Realistic about valuations
Still, Aiello and his team are realistic about valuations and they expect to “pay a fair price for a business”.
“You should never expect a steal. And in fact, if your partners are continuing with you, the last thing you want to do is leave them with a bad taste in their mouth. So it's really important that you transact on good market terms,” he added.
Aiello said Avesi and Sands Point have been actively engaged with a number of MGA M&A processes, along with being in discussions with potential underwriting teams they could look to bring aboard.
“We've done all the above,” he said. “We've been looking at some processes, we have some bilateral talks going on with another opportunity, and we're cautiously talking to certain teams that want to come over,” he explained.
“It's a little bit of a marriage of the idea and the opportunity with the people,” he explained.
“People understand what their business is worth and we will never insult their intelligence by suggesting otherwise,” he explained.
Aiello stressed that the proprietary opportunities “allow you to engage with a business owner and create a theme, create a strategy, create a vision [and] align on that without having to worry about the deal ultimately getting shopped“.
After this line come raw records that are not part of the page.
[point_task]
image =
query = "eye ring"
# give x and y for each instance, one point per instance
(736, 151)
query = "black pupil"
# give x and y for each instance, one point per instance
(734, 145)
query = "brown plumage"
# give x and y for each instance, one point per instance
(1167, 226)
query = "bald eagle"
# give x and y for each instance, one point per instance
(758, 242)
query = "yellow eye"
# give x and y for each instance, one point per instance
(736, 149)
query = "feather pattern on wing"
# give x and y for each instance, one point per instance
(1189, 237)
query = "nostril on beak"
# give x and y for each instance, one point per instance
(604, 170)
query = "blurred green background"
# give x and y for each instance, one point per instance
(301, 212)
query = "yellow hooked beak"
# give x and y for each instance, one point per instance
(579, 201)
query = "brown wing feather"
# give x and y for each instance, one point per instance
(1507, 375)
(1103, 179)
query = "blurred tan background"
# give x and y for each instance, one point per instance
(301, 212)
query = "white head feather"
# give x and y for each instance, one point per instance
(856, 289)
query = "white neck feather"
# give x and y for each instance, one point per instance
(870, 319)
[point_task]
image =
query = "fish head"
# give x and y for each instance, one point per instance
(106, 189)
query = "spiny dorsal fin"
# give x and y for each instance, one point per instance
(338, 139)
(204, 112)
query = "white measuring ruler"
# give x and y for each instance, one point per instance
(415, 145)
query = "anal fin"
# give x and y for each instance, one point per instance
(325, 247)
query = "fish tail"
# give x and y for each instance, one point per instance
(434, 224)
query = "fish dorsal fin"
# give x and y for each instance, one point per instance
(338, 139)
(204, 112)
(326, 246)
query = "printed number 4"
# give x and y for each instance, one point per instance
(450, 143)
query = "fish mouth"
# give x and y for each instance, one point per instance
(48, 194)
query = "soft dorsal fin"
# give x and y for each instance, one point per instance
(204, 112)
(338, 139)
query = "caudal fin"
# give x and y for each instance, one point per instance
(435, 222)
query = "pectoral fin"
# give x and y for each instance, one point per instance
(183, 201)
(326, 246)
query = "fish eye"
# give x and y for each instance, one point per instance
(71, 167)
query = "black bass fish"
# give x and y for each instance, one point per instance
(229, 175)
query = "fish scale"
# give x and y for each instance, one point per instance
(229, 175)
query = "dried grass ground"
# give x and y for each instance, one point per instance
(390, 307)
“[That] allows us to buy well, and allows us to be more efficient with our time and more strategic with the growth plan going forward,” he said.
Ambition to be $1bn-premium business in “three-ish” years
Avesi has currently earmarked $70mn for investment into Sands Point from its $875mn first fund, launched in 2021, and could potentially explore investing more money into the business.
It also announced earlier this week that it has raised $1.35bn for its second fund.
The goal is to make Sands Point a $1bn-premium business.
“And I think we can achieve that in the next three-ish years,” he said.
Aiello said Avesi and Sands Point will reach that goal as long as it maintains its focus on “quality and culture”.
“Our goal on the enterprise value is to just to create a multi-hundred-million dollar enterprise value business. And we could do that. And if we could do that in a measured manner without sacrificing quality, that's the route we’ll go,” he concluded.